Донья Фелисиана — бледна, зелена, не румяна — думает, размышляет, теплый воздух глотает, все ж не рыба, лягушка, рот от ушка до ушка. Лягушка размышляет, а дедушка все гадает (и при этом чихает):
— Может, машинка читает? Ты посуди, на рынке как не быть читальной машинке?
— Помню, сама покупала. Машинка читать помогала, да, помогала читать, буковки разбирать, на воде пузырьки. Называется — очки.

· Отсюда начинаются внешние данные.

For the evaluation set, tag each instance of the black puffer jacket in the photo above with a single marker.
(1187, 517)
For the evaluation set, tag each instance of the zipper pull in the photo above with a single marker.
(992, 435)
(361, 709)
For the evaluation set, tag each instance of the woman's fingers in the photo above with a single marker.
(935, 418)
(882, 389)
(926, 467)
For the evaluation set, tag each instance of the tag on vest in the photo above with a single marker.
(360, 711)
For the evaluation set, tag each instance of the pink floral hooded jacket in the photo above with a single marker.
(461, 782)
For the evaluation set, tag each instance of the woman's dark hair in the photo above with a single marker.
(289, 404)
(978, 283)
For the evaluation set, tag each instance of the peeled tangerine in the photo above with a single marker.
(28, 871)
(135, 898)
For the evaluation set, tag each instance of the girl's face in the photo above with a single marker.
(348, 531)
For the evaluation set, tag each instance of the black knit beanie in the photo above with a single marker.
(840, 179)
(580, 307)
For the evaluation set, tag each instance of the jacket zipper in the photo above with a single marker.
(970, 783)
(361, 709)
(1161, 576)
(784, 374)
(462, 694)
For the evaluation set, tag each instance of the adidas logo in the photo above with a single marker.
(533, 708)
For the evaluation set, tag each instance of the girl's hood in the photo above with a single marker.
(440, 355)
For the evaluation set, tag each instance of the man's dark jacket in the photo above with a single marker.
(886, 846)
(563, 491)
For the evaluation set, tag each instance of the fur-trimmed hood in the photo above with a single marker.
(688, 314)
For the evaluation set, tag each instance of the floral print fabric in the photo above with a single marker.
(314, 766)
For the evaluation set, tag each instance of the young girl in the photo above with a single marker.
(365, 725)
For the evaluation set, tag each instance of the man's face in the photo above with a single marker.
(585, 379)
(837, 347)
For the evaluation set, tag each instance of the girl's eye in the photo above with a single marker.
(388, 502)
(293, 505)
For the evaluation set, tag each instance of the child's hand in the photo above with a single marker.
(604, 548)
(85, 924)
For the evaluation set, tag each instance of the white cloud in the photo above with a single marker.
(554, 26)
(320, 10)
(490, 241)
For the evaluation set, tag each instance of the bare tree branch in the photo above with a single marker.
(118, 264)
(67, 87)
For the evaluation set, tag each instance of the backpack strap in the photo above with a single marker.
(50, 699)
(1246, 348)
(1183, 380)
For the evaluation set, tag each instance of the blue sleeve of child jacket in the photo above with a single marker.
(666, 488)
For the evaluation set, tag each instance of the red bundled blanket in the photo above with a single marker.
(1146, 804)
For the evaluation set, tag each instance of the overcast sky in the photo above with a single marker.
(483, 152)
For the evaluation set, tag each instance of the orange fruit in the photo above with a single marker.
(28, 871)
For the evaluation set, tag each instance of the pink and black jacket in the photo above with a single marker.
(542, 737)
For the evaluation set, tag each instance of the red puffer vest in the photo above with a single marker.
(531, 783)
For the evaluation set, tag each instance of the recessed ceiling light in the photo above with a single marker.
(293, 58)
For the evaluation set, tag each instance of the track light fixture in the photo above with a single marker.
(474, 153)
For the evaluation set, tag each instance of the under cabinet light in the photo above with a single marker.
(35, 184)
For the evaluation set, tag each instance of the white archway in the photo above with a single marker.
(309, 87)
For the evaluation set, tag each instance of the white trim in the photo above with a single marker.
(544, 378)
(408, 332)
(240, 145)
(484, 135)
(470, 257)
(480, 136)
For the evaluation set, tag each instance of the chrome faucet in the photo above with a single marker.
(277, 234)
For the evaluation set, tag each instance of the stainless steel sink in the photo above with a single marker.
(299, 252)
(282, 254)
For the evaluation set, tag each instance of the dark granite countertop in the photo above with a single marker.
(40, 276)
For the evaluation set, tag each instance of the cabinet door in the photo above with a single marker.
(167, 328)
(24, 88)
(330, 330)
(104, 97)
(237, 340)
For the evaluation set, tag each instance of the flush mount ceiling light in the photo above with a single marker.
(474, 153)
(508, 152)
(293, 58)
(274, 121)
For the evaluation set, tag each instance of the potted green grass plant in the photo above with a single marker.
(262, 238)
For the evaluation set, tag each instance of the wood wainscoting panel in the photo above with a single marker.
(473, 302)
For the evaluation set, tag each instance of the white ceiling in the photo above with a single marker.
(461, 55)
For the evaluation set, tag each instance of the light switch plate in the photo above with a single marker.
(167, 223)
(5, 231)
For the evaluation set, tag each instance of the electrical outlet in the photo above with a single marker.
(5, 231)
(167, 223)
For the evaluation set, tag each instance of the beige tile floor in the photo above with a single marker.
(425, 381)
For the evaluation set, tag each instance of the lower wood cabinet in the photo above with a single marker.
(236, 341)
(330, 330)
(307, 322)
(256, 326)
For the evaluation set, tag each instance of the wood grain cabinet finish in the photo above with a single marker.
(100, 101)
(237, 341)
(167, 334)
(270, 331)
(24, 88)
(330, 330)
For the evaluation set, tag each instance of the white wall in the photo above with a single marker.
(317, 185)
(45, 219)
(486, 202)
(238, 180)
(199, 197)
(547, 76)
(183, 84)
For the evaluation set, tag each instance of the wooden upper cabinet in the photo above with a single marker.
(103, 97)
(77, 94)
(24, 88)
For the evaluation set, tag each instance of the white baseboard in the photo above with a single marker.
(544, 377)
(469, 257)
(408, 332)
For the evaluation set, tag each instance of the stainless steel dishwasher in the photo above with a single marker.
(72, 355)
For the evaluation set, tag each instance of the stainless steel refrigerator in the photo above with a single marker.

Тут лягушка вернулась, весело улыбнулась, поставила корзинку на лист кувшинки.
— Ну, что у тебя такое? Что там стонет, иль воет, или просто скрипит, но уж не говорит?
— Это, наверно, пружинка. Они бывают в машинках. Помню, бабушке нашей, маме твоей мамаши, истинно чертовой бабе, может быть — жабе, а совсем не лягушке, милой квакушке, пока ее Бог не прибрал, я и сам покупал какую-то машинку, и мы заводили пружинку.
—Нет, дедушка, нет, папа, — и мать помахала лапой, — это новое изобретенье. Господи, вот мученье! Истинное наказание! — И в ужасном терзании мама-лягушка чихала, голову лапкой чесала, плакала, причитала, очень страдала.
Отец ее тоже страдал и грозно восклицал:
— Наверное, только в аду такую машинку найду!
— Ну, мама, дедушка, что вы? И впрямь умереть готовы, плачете, бьетесь, чихаете, меня чуть не убиваете. Лучше бы поглядели, что там на самом деле!
— Нет, как это, как, как, квак? Что ж я, совсем дурак? — Дедушка еле дышит, внучку не слышит.
— Дедушка, что с тобой?
— Ты лучше спроси, что за вой, что за скрежет, что за крик! Да, я уже старик, но кое в чем разбираюсь, а тут — просто теряюсь…
— Помню, донья Кваквама, — вставила мама, — тоже вот так терялась, мучилась, убивалась, сморкалась, чесалась, чихала, плакала и рыдала, очень икала. Пошли мы с нею к врачу. «Ротик открой!»— «Не хочу». Как же он ей поможет? А недуг ее все гложет, доктор не помогает, лягушка уже не мигает, уже не скачет, не плачет, не бежит, не дрожит, тихо лежит. Так она и скончалась. Слишком разволновалась.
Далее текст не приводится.